E também com essa pica, como não querer ela.
Alex, se você gosta, também tem pra você.
Como Alex não disse nada, ele assumiu que eu tinha gostado. Pouco depois, ele tirou a pica da boca dela e a colocou de quatro pra depois montá-la, puxando a calcinha fio dental. Quando ele enfiou a pica, a Laura deu um grito e começou a se mexer que nem uma gata no cio. Ela reclamava e curtia ter uma pica daquelas dentro dela, e em pouco tempo teve um orgasmo violento na minha frente, que mal acreditava no quanto minha namorada tava se divertindo. Alex não parava de cavalgá-la, e a Laura pediu pra eu ficar do lado dela. Peguei na mão dela, e ela me agradeceu com lágrimas nos olhos, por causa da fodida que tava levando. Senti ela tremer quando o negão gozou dentro e saiu de cima dela.
Laura, agora é a sua vez, amor.
Alex se afastou e me deixou o lugar. Laura estava com a buceta tão aberta que acho que nem sentiu quando enfiei meu pau nela. Gozei muito rápido, talvez pelo tesão, e então Laura me implorou pra chupar a buceta dela pra ela ter outro orgasmo. Hesitei em fazer isso, já que naquele momento estava saindo gozo da buceta dela, mas diante do pedido dela, eu fiz na frente do Alex. Ela tentou fazer um sessenta e nove e conseguiu. Alex me ordenou que chupasse o cu dela e apoiou o pau dele. Laura não disse nada, e assim vi em primeiro plano como o preto partia o cu da minha namorada, que gemia e gritava pedindo pra ele arrebentar ela toda. Foi assim que ele comeu ela pelo cu enquanto eu chupava a buceta dela, e de repente veio o inesperado: Alex tirou do cu dela e colocou o pau dele na minha boca.
Alex, chupa essa porra, caralho, eu te falei que também tinha pra você.
Não sei por que dei ouvidos a ele, aquela pica enorme entrou quente na minha boca enquanto Laura me perguntava se eu estava gostando. O negão me dominava, pegando na minha boca, e depois de um tempo voltou a meter em Laura sem parar até encher o cu dela com o leite dele, que ele me fez engolir enquanto escorria de Laura. Alex fez eu chupar de novo, e ter aquela pica na minha boca começou a me dar prazer. Não parei de chupar até deixar bem limpinha. Depois saímos da cama e pegamos as cervejas. Aí ele disse que ia embora, mas que a gente se encontraria na praia. Se quiséssemos achá-lo, era só ir no mesmo lugar.

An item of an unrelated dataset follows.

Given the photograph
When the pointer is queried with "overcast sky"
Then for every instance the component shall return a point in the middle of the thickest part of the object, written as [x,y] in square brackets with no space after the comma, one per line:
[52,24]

Assim Alex foi embora, nós ficamos conversando e continuamos bebendo.
Laura, amor, temos que repetir, foi melhor do que eu imaginava.
Sim, claro, além disso o Alex me prometeu me ajudar a achar uma negra pra comer ela.
Laura, tem amor, já sabe o que vai rolar com o Alex, eu vi como você chupou a rola dele, céus, seria um sonho se ele te comesse como minha bebê.
Isso não vai acontecer, gata, eu não sou viado, fiz isso por você.
Laura, se você beber, acredito em você, mas você gosta de mim, e também vai entregar essa bunda pra mim, bebê. Sabe muito bem que vai gostar, e isso não te faz viado, amor.
Acho que não, gata, pra ser sincero, não.